The international final table of the online/live hybrid 2020 WSOP $10,000 Championship Main Event, played at the King’s Resort in Rozvadov has been decided.
Eight of the nine finalists made the trek to the Czech Republic to battle for the mind-blowing $6,470,400 prize pool. Unfortunately, Peiyuan Sun of China could not travel, ultimately finishing in ninth place and collecting $75,360.
In the end, the two finalists with the longest road to travel met heads up, with Argentina’s Damian Salas trouncing Brazil’s Brunno Botteon, seizing the top prize of $1,550,969.
Salas proudly displayed the Argentinian flag during the final table. Salas is mostly active in the online poker community, managing to reach three final tables earlier in 2020, including two runner-up wins during the 2020 GGPoker WSOP Online Bracelet Events.
While coming in second, Botteon will certainly go home happy with a massive win of $1,062,723. This only further solidifies his status as one of the South American rising stars of the online poker world. Meanwhile, Salas was redeemed from a seventh-place finish at the 2017 WSOP Main Event
Salas now has the chance for a seat at the table at the Rio All-Suite Hotel & Casino in Las Vegas, for a heads-up duel and a chance at the title of 2020 World Champion. Salas will play against the WSOP champion of the USA, which played down to the final nine between players in Nevada and New Jersey.
At the international table, Portugal’s poker master Manuel Ruivo finished third.
Salas Thankful and Overwhelmed at his Victory
During the post-victory interview, Salas remarked that he was happy with his performance but also pointed out that he “is not the best poker player.” He also said that being able to play against the best poker players in the world has definitely improved his game.
Salas had already played against Botteon many times over the years, describing him as a “very tough opponent with a winner’s mindset.”
When Salas called a check-raise on the river with just the top pair early on during the final table, during which he gained the lead over Botteon. “That hand was important, and I was very confident in my game,” he said. “It was tough, and I also knew Botteon is very capable of bluffing.”
Salas didn’t have any particular plan for the heads-up match, saying that he prefers to adapt along the way. It was an audacious bluff by Botteon that finally ended the tournament, when Salas called the top two pair.
Salas’ screen name, “Pampa,” means “the wild one, the country man.” He was given that title while playing soccer. Pampa has become a well-known name in the Argentinian poker scene and South America in general, and “Pampa” hopes to grow that scene even further.

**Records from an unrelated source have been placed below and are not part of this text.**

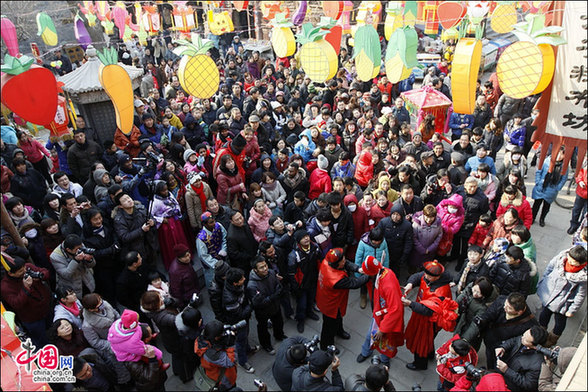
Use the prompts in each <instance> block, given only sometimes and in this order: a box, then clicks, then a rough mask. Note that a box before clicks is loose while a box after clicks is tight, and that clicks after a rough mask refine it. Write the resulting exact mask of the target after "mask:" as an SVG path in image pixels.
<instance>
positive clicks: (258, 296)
mask: <svg viewBox="0 0 588 392" xmlns="http://www.w3.org/2000/svg"><path fill="white" fill-rule="evenodd" d="M251 266H252V268H253V269H252V270H251V272H250V273H249V282H248V283H247V290H246V291H247V297H248V298H249V300H250V301H251V304H252V305H253V309H254V310H255V318H256V319H257V337H258V339H259V343H260V344H261V347H263V348H264V349H265V351H267V352H268V353H270V355H271V354H275V352H276V351H275V350H274V348H273V347H272V344H271V340H270V336H269V332H268V327H267V322H268V320H271V321H272V325H273V330H274V338H276V340H283V339H284V338H285V335H284V320H283V318H282V310H281V308H280V297H281V295H282V289H283V288H282V284H281V283H280V281H279V280H278V277H277V274H276V272H275V271H273V270H271V269H270V268H269V267H268V265H267V263H266V261H265V258H264V257H263V256H257V257H256V258H255V259H254V260H253V262H252V263H251Z"/></svg>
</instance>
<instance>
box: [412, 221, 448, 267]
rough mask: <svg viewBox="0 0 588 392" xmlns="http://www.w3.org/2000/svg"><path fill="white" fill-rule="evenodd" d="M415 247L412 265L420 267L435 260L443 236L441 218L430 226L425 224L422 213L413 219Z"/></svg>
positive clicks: (417, 266) (412, 265) (430, 225)
mask: <svg viewBox="0 0 588 392" xmlns="http://www.w3.org/2000/svg"><path fill="white" fill-rule="evenodd" d="M412 232H413V240H414V247H413V249H412V253H411V255H410V264H411V265H412V266H413V267H420V266H421V265H423V263H425V262H426V261H431V260H433V259H434V258H435V257H436V255H437V247H438V246H439V242H440V241H441V237H442V236H443V227H442V226H441V220H440V219H439V217H436V218H435V221H434V222H433V223H432V224H431V225H429V224H427V223H426V222H425V216H424V215H423V212H422V211H419V212H417V213H416V214H414V216H413V217H412Z"/></svg>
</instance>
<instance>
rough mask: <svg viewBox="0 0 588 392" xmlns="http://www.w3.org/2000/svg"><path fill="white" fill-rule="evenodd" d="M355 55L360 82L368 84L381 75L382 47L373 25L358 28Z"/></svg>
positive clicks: (356, 66)
mask: <svg viewBox="0 0 588 392" xmlns="http://www.w3.org/2000/svg"><path fill="white" fill-rule="evenodd" d="M354 53H355V54H354V56H353V58H354V59H355V69H356V70H357V77H358V78H359V80H361V81H363V82H368V81H370V80H372V79H373V78H375V77H376V76H377V75H378V74H379V73H380V66H381V65H382V47H381V46H380V36H379V35H378V32H377V31H376V29H375V28H374V27H373V26H372V25H364V26H360V27H358V28H357V31H356V32H355V49H354Z"/></svg>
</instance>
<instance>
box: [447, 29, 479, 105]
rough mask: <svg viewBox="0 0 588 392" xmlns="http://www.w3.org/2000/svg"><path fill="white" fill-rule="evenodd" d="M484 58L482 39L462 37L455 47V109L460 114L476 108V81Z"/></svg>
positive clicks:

Despite his success over the last few years playing online poker, Salas has no plans to stop working as a lawyer.
“I don’t want to spend all my time and energy playing poker,” he said. “I like to take spend time to do other things, not just play poker.”

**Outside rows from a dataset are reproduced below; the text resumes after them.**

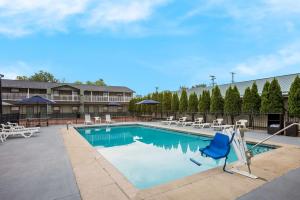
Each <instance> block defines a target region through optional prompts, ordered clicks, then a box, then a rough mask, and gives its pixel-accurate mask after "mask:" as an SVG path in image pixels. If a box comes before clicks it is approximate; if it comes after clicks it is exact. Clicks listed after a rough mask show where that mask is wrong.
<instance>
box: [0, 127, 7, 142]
mask: <svg viewBox="0 0 300 200" xmlns="http://www.w3.org/2000/svg"><path fill="white" fill-rule="evenodd" d="M6 135H7V134H6V133H5V132H2V129H1V130H0V141H1V142H4V141H5V140H6V137H7V136H6Z"/></svg>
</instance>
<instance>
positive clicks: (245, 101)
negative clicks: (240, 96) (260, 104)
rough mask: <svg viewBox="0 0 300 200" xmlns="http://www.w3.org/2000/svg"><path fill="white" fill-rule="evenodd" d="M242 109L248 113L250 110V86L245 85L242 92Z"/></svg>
mask: <svg viewBox="0 0 300 200" xmlns="http://www.w3.org/2000/svg"><path fill="white" fill-rule="evenodd" d="M242 111H243V112H244V113H248V114H250V113H251V112H252V94H251V89H250V87H247V88H246V90H245V92H244V96H243V104H242Z"/></svg>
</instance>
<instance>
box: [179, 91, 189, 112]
mask: <svg viewBox="0 0 300 200" xmlns="http://www.w3.org/2000/svg"><path fill="white" fill-rule="evenodd" d="M187 109H188V97H187V93H186V89H183V90H182V92H181V96H180V101H179V112H181V113H184V112H186V111H187Z"/></svg>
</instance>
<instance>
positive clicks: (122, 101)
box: [84, 95, 132, 102]
mask: <svg viewBox="0 0 300 200" xmlns="http://www.w3.org/2000/svg"><path fill="white" fill-rule="evenodd" d="M131 98H132V97H126V96H125V97H124V96H110V97H107V96H90V95H85V96H84V101H86V102H129V101H130V100H131Z"/></svg>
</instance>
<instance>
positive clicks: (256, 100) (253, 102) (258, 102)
mask: <svg viewBox="0 0 300 200" xmlns="http://www.w3.org/2000/svg"><path fill="white" fill-rule="evenodd" d="M251 99H252V106H251V113H252V114H258V113H259V110H260V105H261V99H260V96H259V94H258V89H257V85H256V82H254V83H253V84H252V87H251Z"/></svg>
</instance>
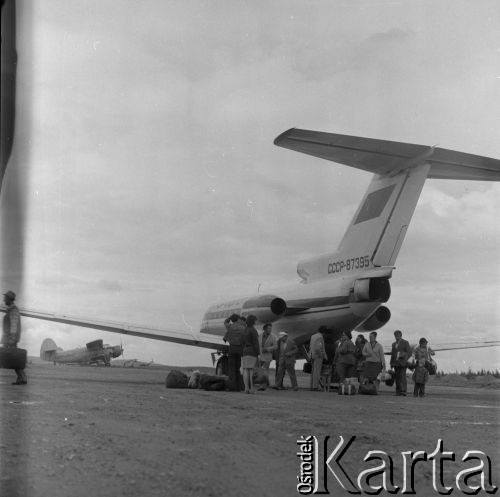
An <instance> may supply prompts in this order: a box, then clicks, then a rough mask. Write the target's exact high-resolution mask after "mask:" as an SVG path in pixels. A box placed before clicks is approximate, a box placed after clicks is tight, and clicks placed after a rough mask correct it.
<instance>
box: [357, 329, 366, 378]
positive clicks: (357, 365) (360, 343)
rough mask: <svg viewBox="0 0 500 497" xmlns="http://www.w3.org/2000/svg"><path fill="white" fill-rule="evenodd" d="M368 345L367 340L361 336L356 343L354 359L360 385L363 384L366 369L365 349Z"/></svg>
mask: <svg viewBox="0 0 500 497" xmlns="http://www.w3.org/2000/svg"><path fill="white" fill-rule="evenodd" d="M365 345H366V338H365V336H364V335H362V334H360V335H358V336H357V338H356V341H355V342H354V349H355V351H354V357H355V359H356V376H357V377H358V380H359V382H360V383H362V382H363V369H364V367H365V358H364V357H363V349H364V347H365Z"/></svg>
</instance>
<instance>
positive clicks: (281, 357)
mask: <svg viewBox="0 0 500 497" xmlns="http://www.w3.org/2000/svg"><path fill="white" fill-rule="evenodd" d="M277 350H278V360H277V361H276V364H277V365H278V374H277V377H276V385H275V386H274V388H275V389H276V390H284V389H285V388H284V387H283V380H284V378H285V371H286V372H288V375H289V376H290V381H291V382H292V388H293V389H294V390H295V391H297V390H298V389H299V386H298V384H297V377H296V376H295V356H296V354H297V352H298V351H299V348H298V347H297V345H296V343H295V342H294V341H293V340H292V339H290V338H288V333H286V332H285V331H281V332H280V334H279V337H278V349H277Z"/></svg>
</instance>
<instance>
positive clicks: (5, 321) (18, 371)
mask: <svg viewBox="0 0 500 497" xmlns="http://www.w3.org/2000/svg"><path fill="white" fill-rule="evenodd" d="M15 300H16V294H15V293H14V292H12V291H11V290H9V291H8V292H5V293H4V294H3V301H4V303H5V305H6V307H7V309H6V311H5V316H4V317H3V331H2V341H1V343H2V345H3V346H4V347H7V348H16V347H17V343H18V342H19V340H20V339H21V315H20V314H19V309H18V308H17V306H16V305H15V304H14V301H15ZM14 371H15V372H16V375H17V380H16V381H15V382H14V383H12V384H13V385H26V383H28V380H27V378H26V373H25V372H24V369H15V370H14Z"/></svg>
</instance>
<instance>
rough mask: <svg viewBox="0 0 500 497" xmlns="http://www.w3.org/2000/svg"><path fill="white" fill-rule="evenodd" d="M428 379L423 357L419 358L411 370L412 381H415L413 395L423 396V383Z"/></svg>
mask: <svg viewBox="0 0 500 497" xmlns="http://www.w3.org/2000/svg"><path fill="white" fill-rule="evenodd" d="M428 379H429V372H428V371H427V368H426V367H425V359H419V360H418V362H417V366H416V368H415V371H414V372H413V381H414V382H415V388H414V389H413V396H414V397H423V396H424V395H425V384H426V383H427V380H428Z"/></svg>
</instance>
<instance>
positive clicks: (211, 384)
mask: <svg viewBox="0 0 500 497" xmlns="http://www.w3.org/2000/svg"><path fill="white" fill-rule="evenodd" d="M227 387H228V377H227V376H217V375H210V374H202V375H201V376H200V388H203V389H204V390H215V391H217V390H218V391H221V390H226V388H227Z"/></svg>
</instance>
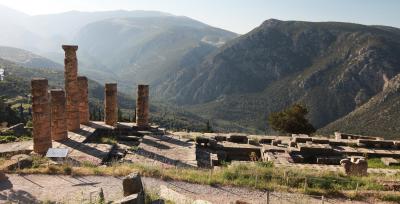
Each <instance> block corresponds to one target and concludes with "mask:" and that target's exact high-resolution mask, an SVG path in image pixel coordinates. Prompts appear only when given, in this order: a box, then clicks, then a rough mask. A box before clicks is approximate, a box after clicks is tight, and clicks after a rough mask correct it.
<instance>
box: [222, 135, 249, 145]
mask: <svg viewBox="0 0 400 204" xmlns="http://www.w3.org/2000/svg"><path fill="white" fill-rule="evenodd" d="M227 141H228V142H233V143H239V144H247V143H248V138H247V136H246V135H229V137H228V139H227Z"/></svg>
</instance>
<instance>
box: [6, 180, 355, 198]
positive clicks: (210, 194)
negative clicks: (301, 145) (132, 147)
mask: <svg viewBox="0 0 400 204" xmlns="http://www.w3.org/2000/svg"><path fill="white" fill-rule="evenodd" d="M7 176H8V181H2V182H0V203H5V202H7V201H13V202H18V201H19V202H20V203H39V202H40V201H49V200H51V201H58V202H63V203H90V202H91V201H92V202H94V201H95V200H96V199H97V196H98V193H99V190H100V188H102V189H103V191H104V194H105V198H106V200H116V199H119V198H121V197H122V185H121V183H122V180H121V178H116V177H111V176H103V177H101V176H85V177H71V176H59V175H15V174H11V175H7ZM143 181H144V185H145V188H146V189H149V190H151V191H153V192H159V190H160V186H167V187H168V188H170V189H172V190H174V191H176V192H178V193H180V194H183V195H186V196H188V197H191V198H193V199H203V200H207V201H210V202H212V203H218V204H220V203H221V204H223V203H231V202H235V201H237V200H241V201H247V202H250V203H266V198H267V194H266V193H265V192H262V191H256V190H251V189H246V188H236V187H212V186H208V185H197V184H190V183H186V182H178V181H168V182H167V181H163V180H159V179H154V178H143ZM270 201H271V203H321V198H312V197H308V196H304V195H301V194H288V193H277V192H272V193H270ZM325 203H360V202H350V201H346V200H325Z"/></svg>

Salas thrives on the support of his family and friends as a source of motivation and positive energy. He always carries a picture of his wife and three children, and his daughter Sol crafted him a homemade bracelet, which he wore proudly for the winner’s photos. He thanked everyone back home in Argentina for cheering him on.

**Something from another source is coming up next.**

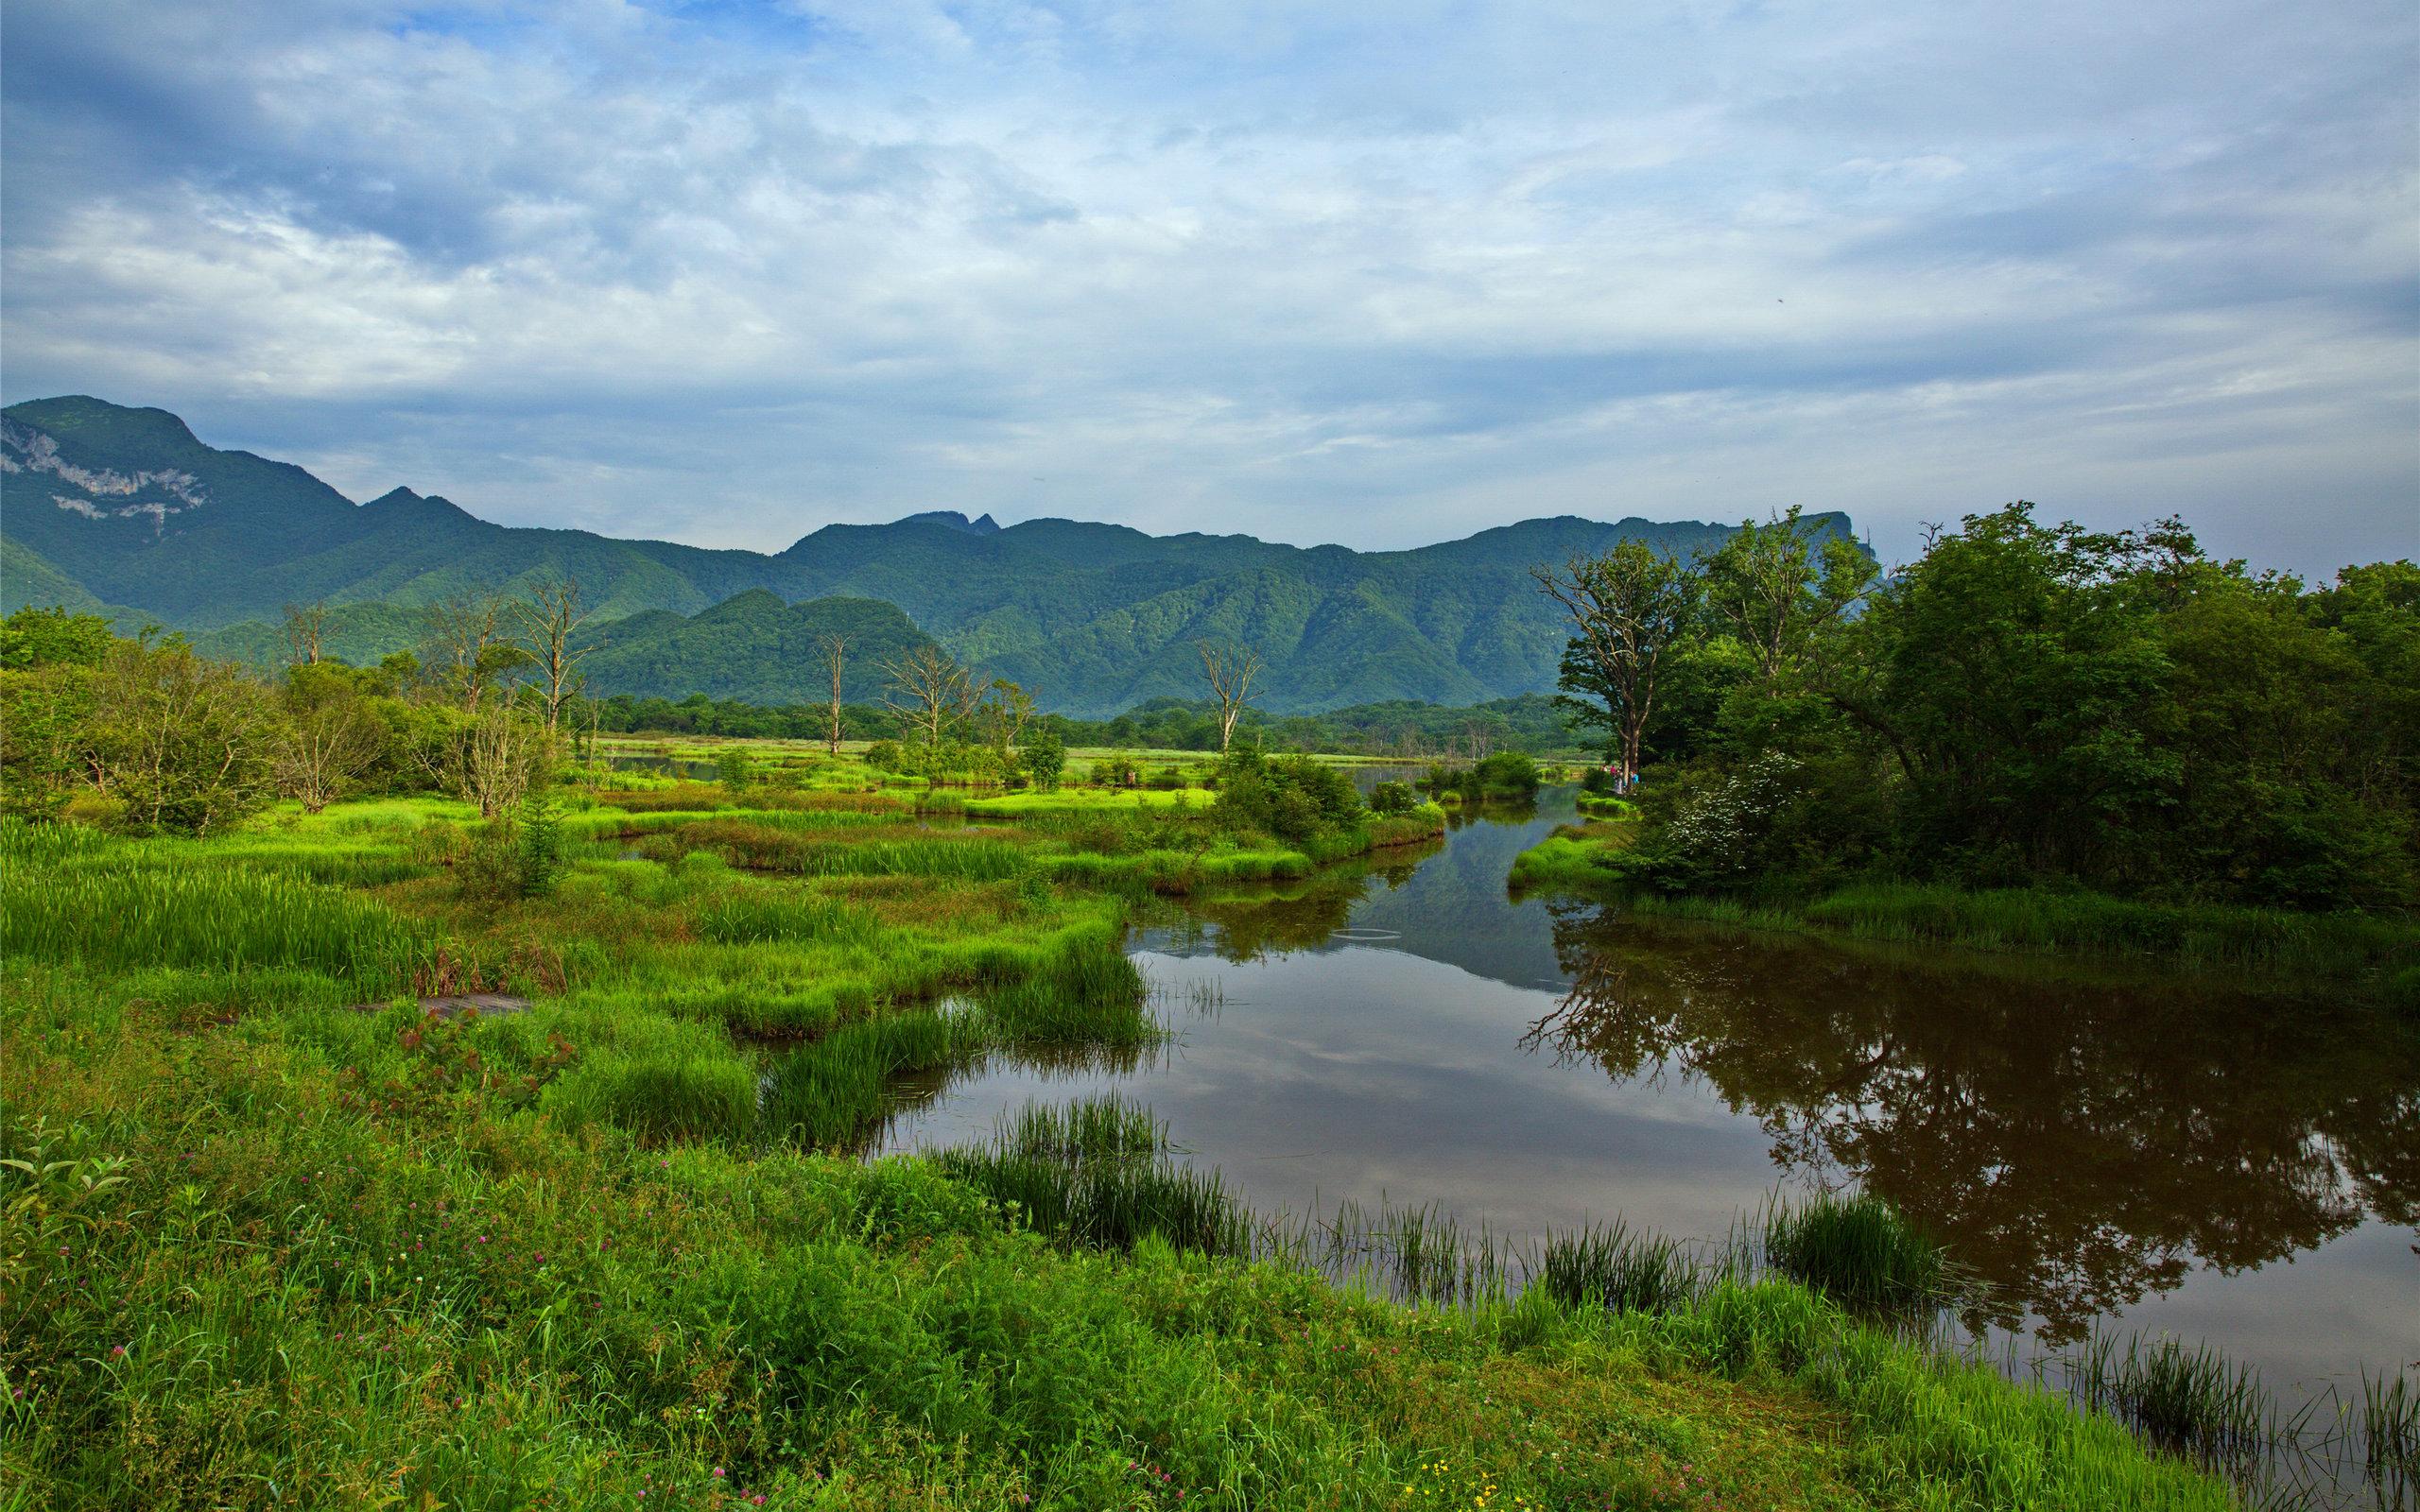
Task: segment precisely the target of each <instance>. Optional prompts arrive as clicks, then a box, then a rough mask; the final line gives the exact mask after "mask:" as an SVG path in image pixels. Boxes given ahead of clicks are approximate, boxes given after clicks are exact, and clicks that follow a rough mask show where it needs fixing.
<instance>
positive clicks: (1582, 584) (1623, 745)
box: [1529, 542, 1701, 777]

“I was already a winner because I received all this positive energy,” he said. “I want to thank all of my friends, my family, my wife, and my children. I cannot say thank you enough for all of the support I’ve received.”
WSOP Final Day Action
In contention were several short stacks, causing the action in the first two levels to be intense. With very few showdowns, Speiser was the first to go after running queen-ten suited into the pocket tens of Salas. The next player to be dealt a final blow by Salas was Stoyan Obreshkov of Bulgaria.
Manuel Ruivo of Portugal next eliminated Mikolaitis of Lithuania and Marco Streda of Switzerland. Streda held aces over ace-king, but even so, Salas furthered himself ahead in the counts. Ramon Miquel Munoz of Spain eventually fell to his short stack, leaving the table in fourth place.
Once the table was down to three-handed play, Botteon almost closed the gap with Salas at the top, but Salas quickly took out Ruivo with a flush draw versus a top two pair.
Salas entered the heads-up play with a solid chip lead despite a few minutes, when Botteon pulled into a narrow lead. The match finally ended after around two dozen hands. Salas took the title with a top two pair on the river, catching Botteon in a bluff. Salas went home with more than $1.5 million.
While the final table of the international WSOP at the King’s Resort in Rozvadov is settled, the 2020 WSOP World Champion has yet to be crowned. The nine finalists of the US WSOP event will play down to a champion, who will then face Salas in a heads-up duel worth $1 million.